I’m not going to detail the history of David Low’s Colonel Blimp in this place, but there’s a good article on him here. It is notable that the owner of the London Evening Standard, Lord Beaverbrook, was often ridiculed by Low in the pages of that same paper.

I only mention the Colonel now because I recently noticed how some of his pronouncements, uttered 80 or 85 years ago, could almost have been uttered yesterday by certain British public figures well known to all.

This is no time for subtlety. I am referring to Nigel Farage and Boris Johnson and others of their ilk.

The past ten years or so have had startling parallels with Britain in the 1930s. From 1931 onwards the United Kingdom had a “National Government” of all parties, just as we had a Conservative/Liberal Democrat coalition from 2010 to 2015. The rise of political extremism combined with governmental stagnation sounds most familiar.

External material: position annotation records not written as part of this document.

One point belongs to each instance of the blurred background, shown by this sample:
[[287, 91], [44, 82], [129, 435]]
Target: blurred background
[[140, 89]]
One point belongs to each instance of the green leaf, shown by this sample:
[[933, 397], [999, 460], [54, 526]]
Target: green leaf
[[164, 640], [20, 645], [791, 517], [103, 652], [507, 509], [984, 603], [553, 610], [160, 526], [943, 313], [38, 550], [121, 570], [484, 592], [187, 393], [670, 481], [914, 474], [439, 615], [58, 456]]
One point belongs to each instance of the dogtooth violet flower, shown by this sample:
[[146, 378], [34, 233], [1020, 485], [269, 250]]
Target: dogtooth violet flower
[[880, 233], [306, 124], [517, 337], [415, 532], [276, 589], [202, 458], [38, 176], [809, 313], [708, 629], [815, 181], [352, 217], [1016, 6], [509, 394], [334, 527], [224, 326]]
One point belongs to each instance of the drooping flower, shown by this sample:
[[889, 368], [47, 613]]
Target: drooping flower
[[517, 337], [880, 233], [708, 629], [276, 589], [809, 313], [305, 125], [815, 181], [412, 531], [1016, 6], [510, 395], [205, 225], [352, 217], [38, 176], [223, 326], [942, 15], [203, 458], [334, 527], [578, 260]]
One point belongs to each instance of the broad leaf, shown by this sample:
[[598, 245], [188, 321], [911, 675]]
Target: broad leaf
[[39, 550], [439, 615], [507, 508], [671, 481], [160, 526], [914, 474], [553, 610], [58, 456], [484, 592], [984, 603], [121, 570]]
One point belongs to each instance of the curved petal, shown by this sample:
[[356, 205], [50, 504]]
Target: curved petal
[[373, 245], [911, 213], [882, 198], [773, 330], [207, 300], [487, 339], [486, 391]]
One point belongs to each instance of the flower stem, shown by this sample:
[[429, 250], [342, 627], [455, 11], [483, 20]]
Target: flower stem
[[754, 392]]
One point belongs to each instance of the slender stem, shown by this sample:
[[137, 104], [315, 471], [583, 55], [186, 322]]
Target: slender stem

The figure of the harrumphing retired military man (usually a Major) was already a stereotype of the period, perhaps most familiar to us today through the mysteries of Agatha Christie. Many in the 1930s insisted he was out of date. But as Low saw, Blimp was alive and well.

I am taking these cartoons from two large albums: Low’s Political Parade (1936) and Low Again: A Pageant of Politics (1938). Unfortunately, the Blimp cartoons are undated in these albums, so I am unable to date them here. However, evidently they are all from the 1934-1938 period.

The Colonel has much to say on many issues home and abroad. I’m only going to mention one or two, of especial relevance to us.

We have already seen his opinion of international organisations like the League of Nations; he was a steadfast supporter of “splendid isolation” for England. We will certainly have an excellent opportunity of seeing how that works after Brexit.

As we look back on Britain’s glorious past as the benevolent head of a cooperative Empire, it is also good to know that the Colonel was fully behind its aims, right alongside Churchill.

Like so many of our wisest heads today, he firmly believed in the moral benefits of a military training.

Needless to say, he yielded to no one in his support for freedom of expression.

This was only a part of his overriding belief in the importance of good old British Liberty.

Above all, like our own Prime Minister today, he knew the full value of an Englishman’s word of honour.

In October 1937, the Secretary of War, Leslie Hore-Belisha, called Colonel Blimp a “figment”. Low did not take kindly to this, and responded with a full page cartoon showing Hore-Belisha as chief mourner at the head of a funeral cortege with three Blimp guards hauling the Colonel himself, “not dead but sleeping.”

Hore-Belisha tried the trick again two years later, declaring in the House of Commons in May 1939 that Colonel Blimp was dead and buried. I don’t know how Low responded to that sally, though I am sure he must have done. Perhaps all this rhetoric fed into the film of the Colonel’s “life and death”. I don’t know that, either.

But I can tell you one thing. If Colonel Blimp was not dead but sleeping in 1937, he has now awakened, like a useless version of King Arthur, and he is with us now.